A good trading strategy adds diversification to your portfolio
Correlation in trading is the cornerstone of the portfolio theory, or perhaps we should say uncorrelation. The main idea of any diversification is to spread your eggs in different baskets, and you don’t want to drop all your baskets at the same time.
Likewise, any trading strategy must add diversification and preferably be uncorrelated to the other strategies. If the strategy correlates, then you might actually increase the risk of your portfolio of strategies.
Does the strategy increase the opportunity cost?
And in the real world, you have to find something that you can understand that’s the best you have available. And once you’ve found the best thing, then you measure everything against that because it’s your opportunity cost.
– Charlie Munger
The quote above from the well-known investor charlie Munger sums up well the definition of opportunity cost. Why would you allocate resources to ideas and investments that are not your best?
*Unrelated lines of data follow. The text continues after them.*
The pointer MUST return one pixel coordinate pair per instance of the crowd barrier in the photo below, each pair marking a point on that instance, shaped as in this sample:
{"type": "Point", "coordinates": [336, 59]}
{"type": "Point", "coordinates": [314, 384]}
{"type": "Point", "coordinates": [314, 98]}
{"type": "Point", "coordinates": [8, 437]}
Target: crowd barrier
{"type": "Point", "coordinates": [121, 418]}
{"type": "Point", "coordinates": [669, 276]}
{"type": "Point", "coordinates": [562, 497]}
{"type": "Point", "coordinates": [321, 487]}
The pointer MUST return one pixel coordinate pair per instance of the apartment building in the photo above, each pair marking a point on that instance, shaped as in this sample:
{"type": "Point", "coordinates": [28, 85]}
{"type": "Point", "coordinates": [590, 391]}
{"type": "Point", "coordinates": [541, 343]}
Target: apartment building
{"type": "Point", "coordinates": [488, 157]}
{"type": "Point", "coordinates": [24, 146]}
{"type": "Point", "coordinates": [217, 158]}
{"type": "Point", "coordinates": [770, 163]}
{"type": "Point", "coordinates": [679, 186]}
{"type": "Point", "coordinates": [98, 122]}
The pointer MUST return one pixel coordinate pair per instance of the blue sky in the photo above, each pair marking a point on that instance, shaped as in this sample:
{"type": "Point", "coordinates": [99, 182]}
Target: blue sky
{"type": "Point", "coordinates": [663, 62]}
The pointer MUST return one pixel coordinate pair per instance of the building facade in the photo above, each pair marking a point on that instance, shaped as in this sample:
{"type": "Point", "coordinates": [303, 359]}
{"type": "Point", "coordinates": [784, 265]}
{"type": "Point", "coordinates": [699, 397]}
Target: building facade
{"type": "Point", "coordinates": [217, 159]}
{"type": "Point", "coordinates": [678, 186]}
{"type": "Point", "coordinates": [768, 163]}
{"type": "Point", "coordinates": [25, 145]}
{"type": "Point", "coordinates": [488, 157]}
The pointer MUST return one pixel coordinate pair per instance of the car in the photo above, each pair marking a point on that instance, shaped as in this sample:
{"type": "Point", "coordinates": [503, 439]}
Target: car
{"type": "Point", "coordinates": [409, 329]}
Thus, it would be best if you always aimed to increase the opportunity cost. Always ask yourself: Does this strategy contribute both to diversification and profitability?
Why do most traders fail? (How to fail as a trader)
The market is not meant to produce many successful traders. The number of unsuccessful traders is always vastly bigger than successful ones.
In the short term, the market is a zero-sum game. No one tells you this before you start, but this is the simple truth of the markets. Yes, the stock market has an upward drift with a slightly positive return every day that long-term investors can gain from, but as a trader, you are more interested in exploring short-term patterns. This requires work and testing.
If you buy and hold, you can use this tailwind by compounding. But it requires patience. Unless you already have a big amount of capital today, you will need to invest for decades to make it compound.
Warren Buffett presumably has made 99% of his wealth after turning 50, 97% after he turned 65, to put this into perspective. The compounding effect grows bigger the longer you wait. However, by then, you might already have dropped dead.
Trading offers the opportunity to scale and build capital fast. Of course, only if you have profitable strategies. This is the lure of trading. Be careful.
Trading strategy examples (a list of strategies)
We have a pretty big list of trading strategies on this page:
All of them are written between 2012 and 2020, and many of them are still profitable today, while others have failed.
We have chosen to charge a small fee for our best trading ideas and edges:
Conclusion: What is a good trading strategy?
A good trading strategy is part of many different trading strategies. Even an average trading strategy can be a perfect fit together with other strategies!